Observability alert triage

How to investigate and close a contributor platform Observability alert

When the GitLab Observability alert system fires, an issue is automatically created in the contributors-gitlab-com tracker and the team is pinged through the service desk. Follow these steps to follow up on those alerts.

1. Open the alert issue

The issue title looks like:

[FIRING:1] <rule-id> (Error log entry ... error error)

Open the issue. The description contains:

  • ruleSource: a direct link to the alert rule in the observability UI.
  • related_logs: a pre-filtered log explorer link scoped to the time the alert fired.
  • description: the threshold that was crossed (for example, “observed value: 1, threshold: 0”).

It is known that both the format and available info is not ideal to quickly see the reason why there is an alert. This is a known issue tracked in the gitlab_o11y project.

2. Open the logs

Use the related_logs link from the issue description. It opens the group logs explorer with the correct filters already applied.

3. Read the error

Expand the log entries. Identify:

  • The error message and stack trace.
  • Whether the error is isolated (one or two occurrences) or sustained.
  • Whether it points to a known cause (for example, a transient DB connection drop, an expired token, a downstream API failure).

4. Document your finding in the issue

Add a comment to the alert issue. Keep it short:

  • What the error was.
  • Whether it appears transient or recurring.
  • Any relevant log excerpt.

Example from contributors-gitlab-com#552:

cause was what looks like a temporary db connection issue

PG::ConnectionBad: connection to server at "127.0.0.1", port 5432 failed:
FATAL: Cloud SQL IAM service account authentication failed

didn’t recur, so closing

5. Act on the finding

Choose one of the following paths based on what you found.

Transient, no action needed

The error did not recur and has no impact. Close the alert issue with a short comment explaining the cause.

Needs a fix, low urgency

Create a public issue to track the fix. Include only a sanitized description:

  • Describe the class of error (for example, “IAM authentication failure”) without raw log output, user identifiers, or stack traces that could leak internal infrastructure details.
  • Link the public issue back to the confidential alert issue for traceability.
  • Apply the standard labels: ~"Contributor Success" and the appropriate ~type:: and ~workflow:: labels.
  • Link the public issue to the observability umbrella work item #308 if it is related to a recurring pattern.
  • Close the alert issue, referencing the new public issue.

Needs a fix, high urgency

Open an MR directly. Apply the same sanitization rules to the MR description: no raw log output or sensitive data. Link the MR back to the confidential alert issue in a comment on the alert issue, not in the MR description itself.

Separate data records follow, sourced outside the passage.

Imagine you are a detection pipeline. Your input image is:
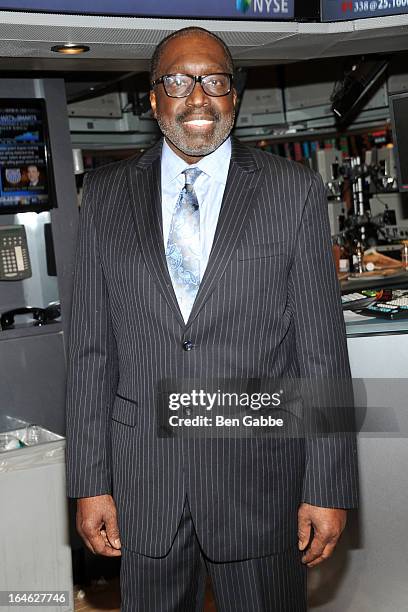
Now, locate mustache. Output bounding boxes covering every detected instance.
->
[176,109,221,123]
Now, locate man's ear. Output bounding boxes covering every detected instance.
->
[232,87,238,108]
[149,90,157,119]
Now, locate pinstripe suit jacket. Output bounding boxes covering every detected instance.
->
[66,139,357,561]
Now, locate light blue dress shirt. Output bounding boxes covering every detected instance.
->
[161,138,231,279]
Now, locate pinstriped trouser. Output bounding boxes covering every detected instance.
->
[120,500,307,612]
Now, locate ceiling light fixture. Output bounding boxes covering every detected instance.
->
[51,43,90,55]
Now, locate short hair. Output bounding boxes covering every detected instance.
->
[150,26,234,81]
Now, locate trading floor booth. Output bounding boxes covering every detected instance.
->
[0,78,78,612]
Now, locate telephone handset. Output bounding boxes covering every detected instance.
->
[0,225,32,281]
[0,302,61,330]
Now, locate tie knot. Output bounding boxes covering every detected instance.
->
[183,168,202,191]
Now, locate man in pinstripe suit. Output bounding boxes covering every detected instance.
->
[67,28,357,612]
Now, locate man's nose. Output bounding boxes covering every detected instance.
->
[186,83,208,107]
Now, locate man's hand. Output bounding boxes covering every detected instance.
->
[298,503,347,567]
[76,495,121,557]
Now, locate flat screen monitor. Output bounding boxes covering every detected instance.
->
[0,0,295,21]
[389,91,408,191]
[0,98,56,213]
[320,0,408,21]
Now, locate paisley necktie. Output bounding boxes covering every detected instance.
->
[166,168,202,322]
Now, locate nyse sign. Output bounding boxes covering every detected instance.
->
[321,0,408,21]
[0,0,295,20]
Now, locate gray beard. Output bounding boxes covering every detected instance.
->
[157,111,235,157]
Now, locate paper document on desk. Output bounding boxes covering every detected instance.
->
[343,310,373,323]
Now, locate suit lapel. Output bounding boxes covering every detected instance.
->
[128,140,185,327]
[127,138,261,328]
[186,138,261,327]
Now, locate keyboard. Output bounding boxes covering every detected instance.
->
[361,289,408,319]
[341,292,376,310]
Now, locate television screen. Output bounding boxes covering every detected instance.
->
[389,91,408,191]
[321,0,408,21]
[0,98,55,213]
[0,0,294,20]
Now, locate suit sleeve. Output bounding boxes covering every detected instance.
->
[66,173,117,497]
[289,173,358,508]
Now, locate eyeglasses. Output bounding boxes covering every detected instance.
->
[151,72,232,98]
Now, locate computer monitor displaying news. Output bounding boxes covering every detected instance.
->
[389,91,408,192]
[320,0,408,21]
[0,98,56,214]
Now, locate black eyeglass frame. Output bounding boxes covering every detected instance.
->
[150,72,234,98]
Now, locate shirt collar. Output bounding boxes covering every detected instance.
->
[161,137,231,185]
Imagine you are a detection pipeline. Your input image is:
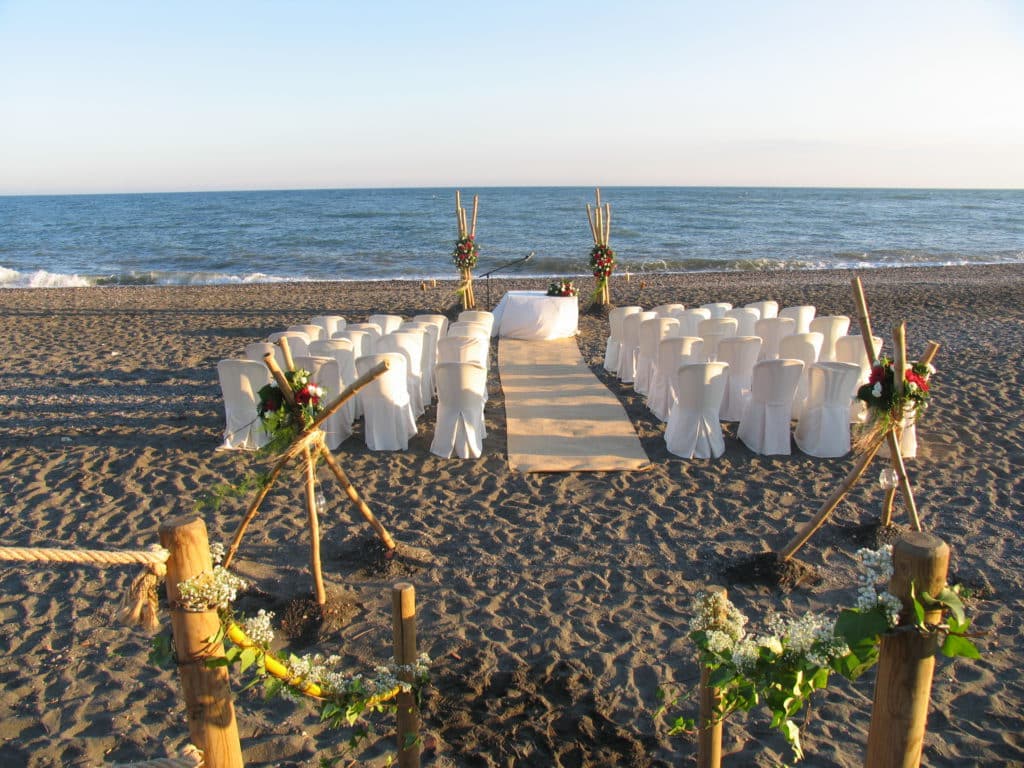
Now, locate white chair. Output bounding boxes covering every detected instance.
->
[242,341,285,370]
[459,309,495,337]
[778,304,817,334]
[793,362,860,459]
[754,317,797,360]
[616,311,656,384]
[309,339,362,434]
[447,321,490,341]
[285,323,321,341]
[673,307,711,336]
[736,357,804,456]
[745,299,778,319]
[309,314,345,339]
[778,332,822,419]
[430,362,487,459]
[633,310,679,394]
[295,355,352,451]
[811,314,850,362]
[217,359,270,451]
[355,352,416,451]
[398,321,439,406]
[647,336,703,421]
[718,336,761,421]
[377,331,426,418]
[665,362,728,459]
[266,331,309,357]
[367,314,404,336]
[724,307,761,336]
[700,301,732,317]
[604,306,642,374]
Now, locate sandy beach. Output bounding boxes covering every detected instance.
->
[0,265,1024,768]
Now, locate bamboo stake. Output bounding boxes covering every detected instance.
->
[391,583,420,768]
[778,440,882,561]
[160,517,243,768]
[864,534,949,768]
[321,438,395,552]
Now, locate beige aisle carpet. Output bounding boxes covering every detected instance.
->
[498,338,650,472]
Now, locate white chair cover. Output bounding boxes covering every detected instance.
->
[355,352,416,451]
[266,331,309,357]
[647,336,703,421]
[673,307,711,336]
[718,336,761,421]
[604,306,642,374]
[811,314,850,362]
[778,331,823,419]
[377,331,426,418]
[309,339,362,436]
[217,359,270,451]
[754,317,797,360]
[665,362,728,459]
[746,299,778,319]
[725,307,761,336]
[309,314,345,339]
[459,309,495,336]
[633,316,679,394]
[700,301,732,317]
[295,356,352,451]
[736,357,804,456]
[793,362,860,458]
[449,321,490,341]
[430,362,487,459]
[285,323,328,341]
[778,304,817,334]
[243,341,285,370]
[616,311,657,384]
[367,314,404,336]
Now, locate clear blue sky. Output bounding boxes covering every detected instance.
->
[0,0,1024,194]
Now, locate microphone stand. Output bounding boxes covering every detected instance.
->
[480,251,534,309]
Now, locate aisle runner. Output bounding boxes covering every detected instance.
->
[498,338,650,472]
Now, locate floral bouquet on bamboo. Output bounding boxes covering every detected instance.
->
[256,369,326,453]
[857,357,935,447]
[548,278,580,296]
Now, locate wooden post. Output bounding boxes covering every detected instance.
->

Unclear or needs a second opinion

Leave the alert issue open, add your findings as a comment, and ping someone from the team.

Data sanitization rules

Alert issues are confidential. Any downstream artifact (public issue, MR, work item comment) must not contain:

  • Raw log output with stack traces or internal hostnames.
  • User identifiers, email addresses, or account IDs from log entries.
  • Internal service account names or IAM role names.
  • Connection strings or environment-specific configuration values.

Describe the problem in terms of behavior and impact, not raw infrastructure detail.